We enter the glass door of ISSUE future home – and there she meets us, sliding the endpin of her cello over the stone floor. That the quirky squeak and grinding notes born in the cello’s body are unusual is no news, but the way Okkyung literally gropes the air with sound creates the special connection within the space, placing the audience at the heart of mystic resonance. And we, startled, follow – become resonance ourselves – as all the listeners are a part of the sound, the echo of our footsteps is an element of the performance. Michelle with her conspiratorial wink inflates the air further, creates wind by running up and down the stairs, turning the revolving glass door, dancing the sound and playing it with her eyes.
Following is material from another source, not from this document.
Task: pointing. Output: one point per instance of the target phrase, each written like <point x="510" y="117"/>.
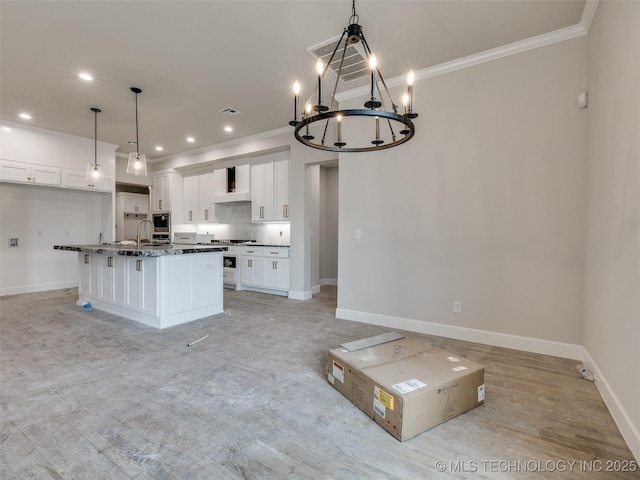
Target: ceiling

As we (listeners and performers) enter the theatre space, the sonorous pallet becomes more abundant – acoustical landscape here is enriched with balustrades, Corinthian columns, and vaulted ceilings. More listeners – randomly scattered on the chairs around the place, laying on the floor, following the performers – each one’s experience is genuinely unique. It is the cello we came to indulge our ears with – its rich overtones, wide pitch range and sonorous variety in the body and strings. But not only the ears rejoice – our whole bodies transform into instruments, feeling how sound is born between the ribs.
With her sonorous explorations Okkyung Lee appears to be the truest follower of John Cage – “getting rid of the glue” and letting the sounds be themselves. This is the present history of experimental music.